Today and in the future, it’s not a matter of using just data at rest or data in motion. The key is actually using them together. But this presents challenges, since there are some real mismatches between the two architectures.
Data lakes are a great environment for storing and processing large amounts of data in a cost-effective manner. But there are issues – particularly latency, the mutability of the data, and the ability to update data once it’s in the data lake environment (rather than just refreshing with a new batch of data and rewriting). On the other hand, while data streaming enables real-time data processing, it’s a standalone environment, which lacks some of the historical context that can help shape decision-making based on the streaming data.

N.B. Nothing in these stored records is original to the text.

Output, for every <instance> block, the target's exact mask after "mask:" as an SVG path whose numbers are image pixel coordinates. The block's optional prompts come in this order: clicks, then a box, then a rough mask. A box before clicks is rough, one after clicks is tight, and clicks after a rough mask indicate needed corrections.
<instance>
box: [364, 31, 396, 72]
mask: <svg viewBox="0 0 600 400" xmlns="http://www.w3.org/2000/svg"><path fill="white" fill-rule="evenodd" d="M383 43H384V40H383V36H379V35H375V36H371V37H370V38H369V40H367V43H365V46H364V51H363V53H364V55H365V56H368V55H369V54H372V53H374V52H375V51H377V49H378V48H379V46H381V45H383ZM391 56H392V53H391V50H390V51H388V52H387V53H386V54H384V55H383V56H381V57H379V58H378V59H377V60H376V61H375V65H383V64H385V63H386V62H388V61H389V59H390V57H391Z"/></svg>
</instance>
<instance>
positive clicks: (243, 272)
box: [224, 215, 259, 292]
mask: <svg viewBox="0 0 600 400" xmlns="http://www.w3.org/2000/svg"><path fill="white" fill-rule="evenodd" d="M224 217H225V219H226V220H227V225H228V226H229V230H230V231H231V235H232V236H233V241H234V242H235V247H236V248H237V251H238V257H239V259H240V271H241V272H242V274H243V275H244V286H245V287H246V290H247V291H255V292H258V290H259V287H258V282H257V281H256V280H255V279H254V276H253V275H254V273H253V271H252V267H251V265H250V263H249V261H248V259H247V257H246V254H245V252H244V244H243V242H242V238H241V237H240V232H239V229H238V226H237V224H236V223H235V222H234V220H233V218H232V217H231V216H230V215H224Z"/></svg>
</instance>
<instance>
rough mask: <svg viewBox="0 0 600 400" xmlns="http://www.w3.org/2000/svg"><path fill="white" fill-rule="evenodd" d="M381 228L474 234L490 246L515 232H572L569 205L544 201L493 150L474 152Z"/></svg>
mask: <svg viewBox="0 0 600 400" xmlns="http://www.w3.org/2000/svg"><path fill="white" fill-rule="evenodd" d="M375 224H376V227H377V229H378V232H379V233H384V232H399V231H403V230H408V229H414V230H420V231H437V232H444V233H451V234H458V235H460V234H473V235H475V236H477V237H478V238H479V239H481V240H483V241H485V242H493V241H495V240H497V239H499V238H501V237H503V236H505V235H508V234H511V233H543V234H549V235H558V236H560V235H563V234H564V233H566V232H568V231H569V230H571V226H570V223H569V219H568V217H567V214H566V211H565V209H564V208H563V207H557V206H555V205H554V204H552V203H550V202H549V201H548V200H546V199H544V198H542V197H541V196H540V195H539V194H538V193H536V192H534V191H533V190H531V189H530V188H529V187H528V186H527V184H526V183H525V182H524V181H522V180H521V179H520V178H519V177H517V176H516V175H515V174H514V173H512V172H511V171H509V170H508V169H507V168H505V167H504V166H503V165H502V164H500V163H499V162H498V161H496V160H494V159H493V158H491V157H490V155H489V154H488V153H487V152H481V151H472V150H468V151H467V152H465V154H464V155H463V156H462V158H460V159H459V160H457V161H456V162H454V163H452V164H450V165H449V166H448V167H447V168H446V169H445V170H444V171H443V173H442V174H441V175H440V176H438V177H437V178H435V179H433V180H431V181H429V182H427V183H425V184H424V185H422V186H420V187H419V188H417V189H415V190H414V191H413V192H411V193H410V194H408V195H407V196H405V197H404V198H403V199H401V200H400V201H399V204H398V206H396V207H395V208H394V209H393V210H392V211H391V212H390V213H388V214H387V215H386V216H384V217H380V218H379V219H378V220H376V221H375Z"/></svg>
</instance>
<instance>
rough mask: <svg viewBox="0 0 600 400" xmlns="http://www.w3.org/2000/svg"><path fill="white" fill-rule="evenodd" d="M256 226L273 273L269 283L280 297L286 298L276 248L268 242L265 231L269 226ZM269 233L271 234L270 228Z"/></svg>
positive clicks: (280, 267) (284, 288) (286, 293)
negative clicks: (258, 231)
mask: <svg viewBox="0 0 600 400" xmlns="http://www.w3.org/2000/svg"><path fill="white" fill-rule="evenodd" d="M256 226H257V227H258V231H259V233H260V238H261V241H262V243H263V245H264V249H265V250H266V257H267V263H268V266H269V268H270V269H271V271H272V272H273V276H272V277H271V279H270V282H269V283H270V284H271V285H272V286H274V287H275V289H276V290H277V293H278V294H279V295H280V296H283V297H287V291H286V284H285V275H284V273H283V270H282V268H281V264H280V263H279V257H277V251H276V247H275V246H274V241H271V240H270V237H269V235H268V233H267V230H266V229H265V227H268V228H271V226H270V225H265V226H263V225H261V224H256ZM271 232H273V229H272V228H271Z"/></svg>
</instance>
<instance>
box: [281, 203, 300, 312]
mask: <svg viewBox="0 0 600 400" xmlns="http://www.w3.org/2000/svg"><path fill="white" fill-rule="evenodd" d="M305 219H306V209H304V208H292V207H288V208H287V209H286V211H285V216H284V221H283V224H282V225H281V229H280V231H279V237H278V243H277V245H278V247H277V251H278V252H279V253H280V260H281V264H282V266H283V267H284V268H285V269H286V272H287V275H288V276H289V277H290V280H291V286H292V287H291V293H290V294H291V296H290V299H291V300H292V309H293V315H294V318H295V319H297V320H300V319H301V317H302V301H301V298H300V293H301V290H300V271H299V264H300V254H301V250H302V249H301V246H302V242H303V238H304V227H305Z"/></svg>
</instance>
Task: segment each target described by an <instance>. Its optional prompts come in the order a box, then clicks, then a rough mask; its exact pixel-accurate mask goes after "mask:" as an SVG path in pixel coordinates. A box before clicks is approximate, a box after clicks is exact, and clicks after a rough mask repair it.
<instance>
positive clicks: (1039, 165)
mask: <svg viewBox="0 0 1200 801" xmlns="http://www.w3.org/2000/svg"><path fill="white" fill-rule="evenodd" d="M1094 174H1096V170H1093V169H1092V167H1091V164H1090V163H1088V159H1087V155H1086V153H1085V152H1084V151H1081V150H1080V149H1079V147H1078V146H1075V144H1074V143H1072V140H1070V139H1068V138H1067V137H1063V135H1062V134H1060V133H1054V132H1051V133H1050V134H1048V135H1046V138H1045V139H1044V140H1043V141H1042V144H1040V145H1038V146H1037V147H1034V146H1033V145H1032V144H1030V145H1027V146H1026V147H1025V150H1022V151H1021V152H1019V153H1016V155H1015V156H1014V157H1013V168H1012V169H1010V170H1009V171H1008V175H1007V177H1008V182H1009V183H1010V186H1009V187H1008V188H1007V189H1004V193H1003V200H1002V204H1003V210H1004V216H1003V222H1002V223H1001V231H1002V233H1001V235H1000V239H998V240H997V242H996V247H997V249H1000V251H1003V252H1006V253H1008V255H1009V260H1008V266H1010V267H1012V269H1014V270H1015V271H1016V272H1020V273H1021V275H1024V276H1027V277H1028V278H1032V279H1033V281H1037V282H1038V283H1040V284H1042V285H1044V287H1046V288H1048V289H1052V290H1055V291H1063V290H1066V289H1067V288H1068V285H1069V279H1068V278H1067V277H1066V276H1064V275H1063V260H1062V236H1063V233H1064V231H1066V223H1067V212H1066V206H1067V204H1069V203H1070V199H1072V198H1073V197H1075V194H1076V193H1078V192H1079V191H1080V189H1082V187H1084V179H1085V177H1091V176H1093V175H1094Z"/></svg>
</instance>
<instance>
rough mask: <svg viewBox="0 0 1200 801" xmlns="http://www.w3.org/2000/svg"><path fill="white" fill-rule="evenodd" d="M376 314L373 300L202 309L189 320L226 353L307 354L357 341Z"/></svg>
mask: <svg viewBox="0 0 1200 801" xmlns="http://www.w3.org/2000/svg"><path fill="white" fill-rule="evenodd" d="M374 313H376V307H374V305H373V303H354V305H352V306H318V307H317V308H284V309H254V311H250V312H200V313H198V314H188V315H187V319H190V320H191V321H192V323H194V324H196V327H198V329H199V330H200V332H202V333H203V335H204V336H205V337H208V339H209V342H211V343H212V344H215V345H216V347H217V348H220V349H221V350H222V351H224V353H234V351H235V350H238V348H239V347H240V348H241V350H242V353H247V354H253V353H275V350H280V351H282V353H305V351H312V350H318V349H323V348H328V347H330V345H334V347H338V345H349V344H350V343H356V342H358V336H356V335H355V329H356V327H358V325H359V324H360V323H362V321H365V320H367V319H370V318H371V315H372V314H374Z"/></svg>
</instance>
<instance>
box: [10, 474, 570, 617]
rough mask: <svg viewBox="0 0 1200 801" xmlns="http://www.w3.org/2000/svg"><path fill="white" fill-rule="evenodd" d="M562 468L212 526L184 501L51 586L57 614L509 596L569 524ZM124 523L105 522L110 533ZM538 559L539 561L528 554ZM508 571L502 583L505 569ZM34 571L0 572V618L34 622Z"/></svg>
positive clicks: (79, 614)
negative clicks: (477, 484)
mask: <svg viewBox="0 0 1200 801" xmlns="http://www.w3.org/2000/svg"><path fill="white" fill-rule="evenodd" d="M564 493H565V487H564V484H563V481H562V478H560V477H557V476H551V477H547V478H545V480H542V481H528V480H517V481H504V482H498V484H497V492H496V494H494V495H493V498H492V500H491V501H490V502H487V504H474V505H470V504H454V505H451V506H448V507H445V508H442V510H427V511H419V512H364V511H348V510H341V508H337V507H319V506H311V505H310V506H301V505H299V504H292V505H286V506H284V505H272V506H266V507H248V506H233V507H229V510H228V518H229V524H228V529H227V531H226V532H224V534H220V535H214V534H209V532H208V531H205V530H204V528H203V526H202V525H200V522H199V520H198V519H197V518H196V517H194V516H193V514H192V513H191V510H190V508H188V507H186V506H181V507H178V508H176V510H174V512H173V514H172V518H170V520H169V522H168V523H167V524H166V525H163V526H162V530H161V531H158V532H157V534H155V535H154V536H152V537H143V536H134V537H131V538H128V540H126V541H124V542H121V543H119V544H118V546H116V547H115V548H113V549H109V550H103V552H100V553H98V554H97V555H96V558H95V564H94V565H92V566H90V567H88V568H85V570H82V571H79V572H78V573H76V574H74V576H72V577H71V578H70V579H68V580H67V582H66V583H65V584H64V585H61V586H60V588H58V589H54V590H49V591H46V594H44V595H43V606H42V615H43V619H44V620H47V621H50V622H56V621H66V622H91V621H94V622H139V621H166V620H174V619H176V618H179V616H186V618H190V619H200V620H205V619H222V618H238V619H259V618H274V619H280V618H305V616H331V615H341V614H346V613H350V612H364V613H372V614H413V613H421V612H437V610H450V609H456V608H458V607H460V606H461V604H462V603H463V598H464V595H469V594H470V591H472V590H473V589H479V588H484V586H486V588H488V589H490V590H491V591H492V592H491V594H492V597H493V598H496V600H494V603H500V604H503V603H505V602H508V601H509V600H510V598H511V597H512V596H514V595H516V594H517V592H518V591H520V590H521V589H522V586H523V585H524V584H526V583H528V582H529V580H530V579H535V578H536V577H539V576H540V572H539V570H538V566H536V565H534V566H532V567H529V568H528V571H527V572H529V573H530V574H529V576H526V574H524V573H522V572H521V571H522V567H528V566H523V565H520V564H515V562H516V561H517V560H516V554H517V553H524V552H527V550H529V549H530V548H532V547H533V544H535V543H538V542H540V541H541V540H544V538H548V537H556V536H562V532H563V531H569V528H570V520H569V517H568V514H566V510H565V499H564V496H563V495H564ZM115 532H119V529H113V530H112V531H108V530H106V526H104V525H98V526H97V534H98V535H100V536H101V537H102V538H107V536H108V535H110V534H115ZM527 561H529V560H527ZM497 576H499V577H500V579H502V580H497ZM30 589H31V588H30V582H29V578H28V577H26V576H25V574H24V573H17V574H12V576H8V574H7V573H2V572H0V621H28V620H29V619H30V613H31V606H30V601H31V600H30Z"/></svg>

Today, the two are primarily being adopted separately. Batch data processing analytics is being implemented with Hadoop and increasingly cloud storage, while data in motion with streaming analytics based on standalone products and services is being implemented in streaming data platforms, either on-premises or cloud-based services.
The real benefit is in combining data processing on data at rest and data in motion, and this is what we see in the new breed of applications which involve hybrid operational and analytic processing and the need to perform analytic processing on real-time operational data in motion.
Some applications – such as risk analysis, fraud detection, personalization recommendations, location-based advertising, predictive maintenance and dynamic pricing – actually rely on this combination of capabilities. These are automated applications which require a real-time decision, action or response based on the processing and analysis of both real-time information and historical data that helps feed the context.
To date, many have tried to provide this combination using the Lambda architecture, which is based on distributed data processing systems. Data processing in the Lambda architecture actually happens in two separate layers – the batch layer and the speed layer – which presents some significant challenges:
- The batch data is immutable and append-only
- The query speed for the batch layer is slow
- Since data is separated into two layers, there are possible challenges in terms of duplication, consistency and the potential for delays when serving up data from that batch layer.
- The presence of at least two separate layers has the potential for architectural complexity.
Figure 5: Lambda Architecture Challenges (source: http://lambda-architecture.net/)
Conclusions
It’s clear that data lakes have emerged as the primary platform for storing and processing large volumes of data for historical analysis. However, they have inherent limitations in terms of processing data in motion, because they were never originally designed for this purpose.
The processing of data in motion requires a change of thinking. It isn’t about processing and analyzing data more quickly, but about processing and analyzing data continuously. Additionally, batch processing of historical data can be complemented by real-time processing of live data. Clearly, the two can go together. It’s about how you architect, deliver them both in combination.
Finally, the Lambda architecture for processing data in two separate layers – the batch layer and the speed layer – presents users with a number of challenges, including duplication, inconsistency caused by delays in making new data available via the batch layer, and challenges in adding update operations to batch environments.
Vendors are seeking solutions to these challenges.
“GigaSpaces has taken a differentiated approach with its combination of the core data grid/cache functionality and Apache Spark to provide high-performance data ingestion, as well as a unified interface for both batch and real-time analytics. “
GigaSpaces Adds ‘Data Lake Accelerator’ To Its InsightEdge In-Memory Computing Platform, March 2019
All this indicates a bright future for simplifying the data journey and accelerating data lakes to deliver faster, smarter insights.